Ecrire des anecdotes sur « le beau gosse de la natation », est-ce du courage ?
« Vous voulez que je ruine sa vie ? Je n’ai pas donné plus de précisions. C’est « un beau gosse de l’équipe de France ». Récemment, un nageur de l’équipe de France a dit : ‘‘On est tous beaux gosses…’’ »
Le nageur qui lui demande d’aller lui acheter de la cocaïne aux championnats d'Europe de Budapest en 2010
« Je ne nageais que les premiers jours. C’était mes débuts avec Philippe (Lucas, ndlr). J’avais fini ma compétition et je m’ennuyais. Il y avait un festival pop-rock-électro où j’allais. Ce nageur l’a appris et m’a demandé d’aller voir quelqu’un là-bas pour qu’il me donne quelque chose.
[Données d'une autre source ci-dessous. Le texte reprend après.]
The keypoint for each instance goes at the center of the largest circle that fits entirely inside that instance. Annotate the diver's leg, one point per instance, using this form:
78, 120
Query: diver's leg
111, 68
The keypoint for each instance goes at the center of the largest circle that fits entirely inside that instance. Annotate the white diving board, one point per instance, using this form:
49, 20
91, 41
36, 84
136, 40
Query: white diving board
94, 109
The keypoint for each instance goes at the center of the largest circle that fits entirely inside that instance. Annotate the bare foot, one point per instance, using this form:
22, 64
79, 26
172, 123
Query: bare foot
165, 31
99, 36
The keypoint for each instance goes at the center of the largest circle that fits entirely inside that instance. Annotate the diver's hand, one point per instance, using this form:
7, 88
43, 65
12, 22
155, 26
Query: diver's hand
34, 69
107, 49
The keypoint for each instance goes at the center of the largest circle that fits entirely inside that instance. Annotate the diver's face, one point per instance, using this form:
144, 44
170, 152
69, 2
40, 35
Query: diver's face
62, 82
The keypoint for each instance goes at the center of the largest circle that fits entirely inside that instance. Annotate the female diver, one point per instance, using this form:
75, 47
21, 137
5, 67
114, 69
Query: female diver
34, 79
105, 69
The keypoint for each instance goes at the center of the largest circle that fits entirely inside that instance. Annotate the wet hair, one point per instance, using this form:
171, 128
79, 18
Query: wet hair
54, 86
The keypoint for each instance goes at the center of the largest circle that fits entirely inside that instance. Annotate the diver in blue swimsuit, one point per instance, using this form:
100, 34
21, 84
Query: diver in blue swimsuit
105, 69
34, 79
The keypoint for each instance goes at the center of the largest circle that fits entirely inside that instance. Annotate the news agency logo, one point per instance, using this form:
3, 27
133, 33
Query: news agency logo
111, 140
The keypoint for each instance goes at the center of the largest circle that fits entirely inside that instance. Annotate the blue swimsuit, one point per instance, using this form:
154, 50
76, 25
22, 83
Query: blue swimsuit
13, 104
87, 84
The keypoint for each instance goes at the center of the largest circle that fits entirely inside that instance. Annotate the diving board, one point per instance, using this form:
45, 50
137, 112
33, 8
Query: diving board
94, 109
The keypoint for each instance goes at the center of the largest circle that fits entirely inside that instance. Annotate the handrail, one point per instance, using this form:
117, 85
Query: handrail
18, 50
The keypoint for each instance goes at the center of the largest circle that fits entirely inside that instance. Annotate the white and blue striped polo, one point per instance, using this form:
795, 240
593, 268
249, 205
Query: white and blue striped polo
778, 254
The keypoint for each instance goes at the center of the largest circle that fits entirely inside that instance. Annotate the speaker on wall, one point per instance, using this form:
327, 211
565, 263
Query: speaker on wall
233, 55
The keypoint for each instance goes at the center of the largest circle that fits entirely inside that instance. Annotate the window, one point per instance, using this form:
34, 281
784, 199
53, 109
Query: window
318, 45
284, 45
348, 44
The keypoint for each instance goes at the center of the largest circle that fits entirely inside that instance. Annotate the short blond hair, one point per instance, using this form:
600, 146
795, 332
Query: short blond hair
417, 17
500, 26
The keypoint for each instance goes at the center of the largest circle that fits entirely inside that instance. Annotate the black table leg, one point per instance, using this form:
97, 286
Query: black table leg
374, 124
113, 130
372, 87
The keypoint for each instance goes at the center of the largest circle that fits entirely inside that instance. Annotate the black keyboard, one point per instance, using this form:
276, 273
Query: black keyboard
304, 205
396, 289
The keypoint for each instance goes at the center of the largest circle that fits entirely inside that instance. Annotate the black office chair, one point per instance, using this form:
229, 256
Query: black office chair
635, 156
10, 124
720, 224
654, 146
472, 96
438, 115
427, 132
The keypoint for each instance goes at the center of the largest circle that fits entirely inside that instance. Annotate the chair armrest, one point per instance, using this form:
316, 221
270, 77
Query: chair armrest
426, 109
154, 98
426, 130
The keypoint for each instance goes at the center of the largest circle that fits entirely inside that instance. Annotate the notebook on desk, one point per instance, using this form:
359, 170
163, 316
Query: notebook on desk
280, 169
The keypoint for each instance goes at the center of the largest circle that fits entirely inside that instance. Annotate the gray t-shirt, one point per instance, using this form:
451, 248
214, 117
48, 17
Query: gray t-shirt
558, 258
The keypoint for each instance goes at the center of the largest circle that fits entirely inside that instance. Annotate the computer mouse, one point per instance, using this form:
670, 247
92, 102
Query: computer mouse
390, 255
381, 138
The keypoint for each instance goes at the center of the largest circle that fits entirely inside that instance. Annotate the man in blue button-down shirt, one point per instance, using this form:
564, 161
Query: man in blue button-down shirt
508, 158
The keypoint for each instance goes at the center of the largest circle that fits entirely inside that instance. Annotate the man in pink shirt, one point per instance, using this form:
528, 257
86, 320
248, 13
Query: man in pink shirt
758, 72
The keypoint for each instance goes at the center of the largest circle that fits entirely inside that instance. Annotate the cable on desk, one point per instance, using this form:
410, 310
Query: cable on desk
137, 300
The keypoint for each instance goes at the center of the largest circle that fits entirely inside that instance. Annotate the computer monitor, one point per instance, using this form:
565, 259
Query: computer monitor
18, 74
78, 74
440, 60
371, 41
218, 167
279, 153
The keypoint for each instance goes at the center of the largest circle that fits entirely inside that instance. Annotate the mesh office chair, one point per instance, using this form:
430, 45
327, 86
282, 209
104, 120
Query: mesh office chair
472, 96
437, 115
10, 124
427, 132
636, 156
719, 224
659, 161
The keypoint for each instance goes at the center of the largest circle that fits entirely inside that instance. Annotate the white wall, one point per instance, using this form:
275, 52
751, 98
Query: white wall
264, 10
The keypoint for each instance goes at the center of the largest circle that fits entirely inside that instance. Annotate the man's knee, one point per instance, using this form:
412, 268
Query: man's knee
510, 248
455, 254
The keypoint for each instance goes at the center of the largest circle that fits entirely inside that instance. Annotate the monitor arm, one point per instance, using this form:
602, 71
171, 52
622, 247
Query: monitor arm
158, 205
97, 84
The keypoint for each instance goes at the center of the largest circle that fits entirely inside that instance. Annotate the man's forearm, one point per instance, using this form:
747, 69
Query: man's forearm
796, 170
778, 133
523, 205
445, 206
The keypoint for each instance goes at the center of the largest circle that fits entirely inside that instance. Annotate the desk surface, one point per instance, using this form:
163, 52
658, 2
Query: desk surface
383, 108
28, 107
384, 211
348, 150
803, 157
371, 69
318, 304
J’avais compris mais je lu ai demandé ce que c’était et il m’a répondu : ''C’est de la coke''. Je lui ai dit que c’était chaud, qu’il pouvait se faire prendre, mais il m’a répondu que c’était son choix et il m’a dit : ‘‘Si tu as envie de prendre le risque d’y aller, vas-y, sinon ce n’est pas grave’’. Je m’en branlais donc j’y suis allé. J’ai vu le mec avec sa veste à capuche, on s’est dit bonjour en s’échangeant les billets et le truc dans la main et je me suis cassé. Dans le livre, je précise bien qu’il n’a pas pris ça pour cette compétition pour être plus fort. C’était pour la soirée d’après. Tu peux pourtant te faire contrôler un lendemain de compétition. Il m’est déjà arrivé d’avoir le mec qui toquait devant la porte à 6 heures alors qu’on partait à 8 heures. Est-ce que je tapais alors dans la coke ? Non, pas à ce moment-là. Mais ça m’est déjà arrivé, plein de fois. Personne n’est blanc comme neige. Je ne connais pas tous les sports donc je ne parle pas sur eux. Mais oui, dans la natation, il y en a. »
Sur l’absence de noms
« Ce n’est pas du tout un manque de courage. Il fallait raconter tout ça car c’est un système un peu bizarre où tout le monde une belle image. J’ai rencontré beaucoup de chefs d’entreprise après ma carrière, pour des projets ou des concepts que je voulais lancer, et à chaque fois ils me demandaient pourquoi j’avais une certaine image dans les médias alors que ce n’était pas du tout ça. Je sais très bien que je n’ai pas une très bonne image mais je m’en contrefiche. Je n’ai jamais vraiment regardé ce qu’on disait pour moi. Ce qui me gênait, c’était le rendu de mon image par rapport à tout ce qui se passait. J’étais le vilain petit canard alors que c’était tout beau tout rose à côté. Alors je me suis dit que j’allais raconter un peu les coulisses en prenant le lecteur par la main. Ne pas citer les noms n’est pas un manque de courage. Le nageur chouchou du public qui sniffe un rail de coke sur des seins ? J’avais d’abord mis le nom. Mais avec la personne qui m’a aidé à écrire le livre, on est tombé sur un article où un nageur de l’équipe dit : ‘‘On est tous beaux gosses et musclés’’. Je l’ai regardé et j’ai dit : ‘‘Bingo, on va mettre ça au lieu de mettre un nom’’. C’était pour mettre un peu le doute et donner un coup de pied dans la fourmilière. C’est tout. »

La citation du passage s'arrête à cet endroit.